JURNALKALIMANTAN.COM, BANJARMASIN – Pembahasan Upah Minimum Provinsi (UMP) Kalimantan Selatan (Kalsel) untuk tahun 2021, rupanya menimbulkan kekecewaan kaum buruh.
Per tanggal 21 Oktober lalu, Dewan Pengupahan Provinsi Kalsel, memutuskan kenaikan UMP tahun depan hanya sebesar Rp10.000,00 per bulan.
Dalam rilis resmi yang diterima redaksi jurnal kalimantan.com beberapa waktu lalu, Presidium Aliansi Pekerja Buruh Banua (PBB) Kalsel, Yoeyoen Indharto menilai, besaran kenaikan tersebut sangat melecehkan kaum buruh.
Karena setelah pihaknya hitung-hitung, hanya mendapat Rp333,00 per hari, yang menurutnya tidak dapat digunakan untuk menutupi pengeluaran keluarga.

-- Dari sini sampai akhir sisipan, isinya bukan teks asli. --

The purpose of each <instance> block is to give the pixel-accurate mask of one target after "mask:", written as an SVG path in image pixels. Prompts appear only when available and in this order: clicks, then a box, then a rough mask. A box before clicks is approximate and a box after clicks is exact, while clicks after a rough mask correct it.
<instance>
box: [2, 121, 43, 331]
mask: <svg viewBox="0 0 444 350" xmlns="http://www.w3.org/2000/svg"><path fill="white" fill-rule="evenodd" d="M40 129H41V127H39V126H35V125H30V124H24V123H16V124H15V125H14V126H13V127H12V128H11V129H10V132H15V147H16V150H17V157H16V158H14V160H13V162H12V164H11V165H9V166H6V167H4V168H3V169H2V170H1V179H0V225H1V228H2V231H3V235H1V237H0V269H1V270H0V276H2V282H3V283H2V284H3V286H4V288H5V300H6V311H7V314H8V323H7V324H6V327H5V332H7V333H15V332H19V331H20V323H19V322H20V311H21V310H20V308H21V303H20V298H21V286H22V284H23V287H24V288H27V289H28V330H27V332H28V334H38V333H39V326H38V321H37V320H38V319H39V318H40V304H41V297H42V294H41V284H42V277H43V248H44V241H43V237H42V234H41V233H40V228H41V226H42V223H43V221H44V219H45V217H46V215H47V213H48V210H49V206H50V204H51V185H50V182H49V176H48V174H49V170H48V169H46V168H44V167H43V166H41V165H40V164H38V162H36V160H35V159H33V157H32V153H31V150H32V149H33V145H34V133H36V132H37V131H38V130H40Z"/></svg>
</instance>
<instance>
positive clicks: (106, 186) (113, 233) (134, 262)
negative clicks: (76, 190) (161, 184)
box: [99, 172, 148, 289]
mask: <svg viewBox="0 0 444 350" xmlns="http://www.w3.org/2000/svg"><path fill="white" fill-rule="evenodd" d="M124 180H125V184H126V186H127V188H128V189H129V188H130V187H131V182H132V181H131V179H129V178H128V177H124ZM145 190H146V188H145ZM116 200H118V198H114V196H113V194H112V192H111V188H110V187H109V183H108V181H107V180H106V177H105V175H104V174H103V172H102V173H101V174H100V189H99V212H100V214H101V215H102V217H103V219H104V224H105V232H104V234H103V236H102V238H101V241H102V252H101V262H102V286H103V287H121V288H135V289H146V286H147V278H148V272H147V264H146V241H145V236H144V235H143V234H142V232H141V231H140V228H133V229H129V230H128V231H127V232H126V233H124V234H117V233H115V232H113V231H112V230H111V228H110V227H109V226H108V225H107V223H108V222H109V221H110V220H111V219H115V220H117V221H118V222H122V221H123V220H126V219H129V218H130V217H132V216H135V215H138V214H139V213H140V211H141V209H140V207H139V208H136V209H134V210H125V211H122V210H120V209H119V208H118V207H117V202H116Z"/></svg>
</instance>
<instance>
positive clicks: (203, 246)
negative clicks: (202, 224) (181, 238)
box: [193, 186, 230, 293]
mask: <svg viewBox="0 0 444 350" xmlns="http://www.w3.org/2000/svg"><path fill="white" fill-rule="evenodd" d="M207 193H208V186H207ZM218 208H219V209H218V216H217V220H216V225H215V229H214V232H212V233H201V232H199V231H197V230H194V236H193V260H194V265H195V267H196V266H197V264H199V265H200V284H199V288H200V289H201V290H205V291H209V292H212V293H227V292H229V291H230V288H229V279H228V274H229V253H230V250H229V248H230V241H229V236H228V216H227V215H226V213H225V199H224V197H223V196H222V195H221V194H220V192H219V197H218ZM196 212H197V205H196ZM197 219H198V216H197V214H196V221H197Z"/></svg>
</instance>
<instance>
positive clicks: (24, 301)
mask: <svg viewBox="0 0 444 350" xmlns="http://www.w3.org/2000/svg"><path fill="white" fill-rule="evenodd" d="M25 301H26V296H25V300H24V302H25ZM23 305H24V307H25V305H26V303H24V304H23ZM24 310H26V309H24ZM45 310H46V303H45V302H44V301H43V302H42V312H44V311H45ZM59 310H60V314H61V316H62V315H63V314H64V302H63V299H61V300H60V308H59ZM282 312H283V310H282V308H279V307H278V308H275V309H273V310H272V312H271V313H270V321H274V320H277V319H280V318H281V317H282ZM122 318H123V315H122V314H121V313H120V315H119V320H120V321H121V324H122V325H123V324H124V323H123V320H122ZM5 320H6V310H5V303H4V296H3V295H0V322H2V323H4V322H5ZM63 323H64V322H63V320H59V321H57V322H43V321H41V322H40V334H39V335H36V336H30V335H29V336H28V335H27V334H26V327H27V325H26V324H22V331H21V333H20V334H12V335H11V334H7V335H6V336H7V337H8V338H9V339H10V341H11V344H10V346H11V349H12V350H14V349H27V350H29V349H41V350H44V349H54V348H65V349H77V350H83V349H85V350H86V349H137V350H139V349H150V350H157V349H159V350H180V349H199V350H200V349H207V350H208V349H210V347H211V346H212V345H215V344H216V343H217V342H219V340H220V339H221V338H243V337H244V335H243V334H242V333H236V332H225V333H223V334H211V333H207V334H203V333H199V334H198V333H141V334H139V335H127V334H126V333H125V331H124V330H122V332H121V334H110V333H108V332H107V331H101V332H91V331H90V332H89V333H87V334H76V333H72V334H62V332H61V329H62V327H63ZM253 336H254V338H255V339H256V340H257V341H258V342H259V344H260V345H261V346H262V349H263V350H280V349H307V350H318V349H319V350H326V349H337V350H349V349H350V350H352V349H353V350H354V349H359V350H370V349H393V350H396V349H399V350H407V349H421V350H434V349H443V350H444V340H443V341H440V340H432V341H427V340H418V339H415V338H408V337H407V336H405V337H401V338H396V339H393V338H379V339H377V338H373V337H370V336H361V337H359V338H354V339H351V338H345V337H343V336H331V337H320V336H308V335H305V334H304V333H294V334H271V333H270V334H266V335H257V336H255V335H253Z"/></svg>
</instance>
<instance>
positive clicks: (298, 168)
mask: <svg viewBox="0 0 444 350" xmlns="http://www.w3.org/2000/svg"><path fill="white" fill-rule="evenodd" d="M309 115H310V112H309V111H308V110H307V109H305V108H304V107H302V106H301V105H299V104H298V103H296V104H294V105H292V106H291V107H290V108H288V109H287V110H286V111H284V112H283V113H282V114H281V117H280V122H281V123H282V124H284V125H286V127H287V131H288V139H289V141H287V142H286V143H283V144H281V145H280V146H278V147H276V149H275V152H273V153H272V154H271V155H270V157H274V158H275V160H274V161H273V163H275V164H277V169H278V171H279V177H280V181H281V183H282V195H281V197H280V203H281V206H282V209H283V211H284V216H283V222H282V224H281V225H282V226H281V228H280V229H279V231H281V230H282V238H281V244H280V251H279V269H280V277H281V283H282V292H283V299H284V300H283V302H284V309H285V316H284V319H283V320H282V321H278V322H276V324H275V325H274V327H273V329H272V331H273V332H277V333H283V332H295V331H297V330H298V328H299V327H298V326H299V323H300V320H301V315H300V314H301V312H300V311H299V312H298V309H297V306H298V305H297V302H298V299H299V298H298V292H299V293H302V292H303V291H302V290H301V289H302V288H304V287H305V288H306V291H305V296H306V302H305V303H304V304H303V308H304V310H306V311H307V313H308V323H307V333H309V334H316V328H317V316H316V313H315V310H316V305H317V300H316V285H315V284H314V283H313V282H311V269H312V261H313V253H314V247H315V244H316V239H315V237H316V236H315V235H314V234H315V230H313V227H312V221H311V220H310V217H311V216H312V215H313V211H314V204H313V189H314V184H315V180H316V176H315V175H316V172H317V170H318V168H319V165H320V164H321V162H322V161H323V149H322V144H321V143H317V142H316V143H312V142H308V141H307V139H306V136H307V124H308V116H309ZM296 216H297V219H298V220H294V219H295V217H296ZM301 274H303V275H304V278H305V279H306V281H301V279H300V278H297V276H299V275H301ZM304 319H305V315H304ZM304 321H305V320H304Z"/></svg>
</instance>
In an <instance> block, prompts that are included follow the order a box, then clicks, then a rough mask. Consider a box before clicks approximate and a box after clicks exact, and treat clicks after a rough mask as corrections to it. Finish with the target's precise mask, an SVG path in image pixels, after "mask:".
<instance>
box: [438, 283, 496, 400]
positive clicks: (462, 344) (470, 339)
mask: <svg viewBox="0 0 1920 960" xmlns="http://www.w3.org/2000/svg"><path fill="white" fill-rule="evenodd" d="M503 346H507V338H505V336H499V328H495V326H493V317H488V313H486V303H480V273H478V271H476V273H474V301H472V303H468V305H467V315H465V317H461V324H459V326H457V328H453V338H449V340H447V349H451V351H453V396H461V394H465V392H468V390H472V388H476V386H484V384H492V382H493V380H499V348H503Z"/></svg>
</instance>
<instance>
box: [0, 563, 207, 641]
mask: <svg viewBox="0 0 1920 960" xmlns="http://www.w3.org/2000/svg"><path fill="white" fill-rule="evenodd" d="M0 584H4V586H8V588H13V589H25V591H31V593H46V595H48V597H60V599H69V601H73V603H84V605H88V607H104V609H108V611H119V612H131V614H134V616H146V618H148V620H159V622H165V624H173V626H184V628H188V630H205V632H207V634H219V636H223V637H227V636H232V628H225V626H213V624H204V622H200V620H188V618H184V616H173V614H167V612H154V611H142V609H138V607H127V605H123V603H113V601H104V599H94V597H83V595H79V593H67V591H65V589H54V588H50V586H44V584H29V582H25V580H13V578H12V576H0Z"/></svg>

“Kami Aliansi PBB sudah melayangkan surat pada tanggal 23 Oktober 2020 kepada Gubernur Kalsel, untuk tidak menanggapi rekomendasi Dewan Pengupahan Provinsi tentang Kenaikan UMP sebesar Rp 10.000,” tegasnya.
Ia juga menyesalkan terbitnya Surat Edaran Menteri Ketenagakerjaan yang menyebutkan, bahwa Upah Minimum 2021 tidak ada kenaikan, atau tidak ada perbedaan besaran dengan upah yang berlaku tahun ini, dan meminta kepala daerah untuk melakukan penyesuaian penetapan upah minimum.
Dengan keluarnya surat edaran tersebut, menurut Yoeyoen yang juga Ketua Federasi Serikat Metal Seluruh Indonesia (FSPMI) Kalsel, bisa memicu aksi perlawanan lebih besar terhadap Omnibus Law Undang-undang Cipta Kerja.
Ia mengakui, jika kondisi perusahaan atau pengusaha saat ini juga sedang susah, namun buruh justru lebih susah lagi, karena banyaknya yang dirumahkan atau bahkan diPHK.
Atas kondisi ini, ia mengharapkan pemerintah bersikap lebih adil, dengan tetap mengadakan kenaikan upah minimum tahun depan lewat besaran nilai yang lebih layak, untuk memenuhi kebutuhan hidup sehari-hari yang semakin mahal.
“Jangan dipukul rata semua perusahaan tidak mampu. Faktanya, di tahun 1998 pun tetap ada kenaikan upah minimum untuk menjaga daya beli masyarakat,” ujar Yoeyoen.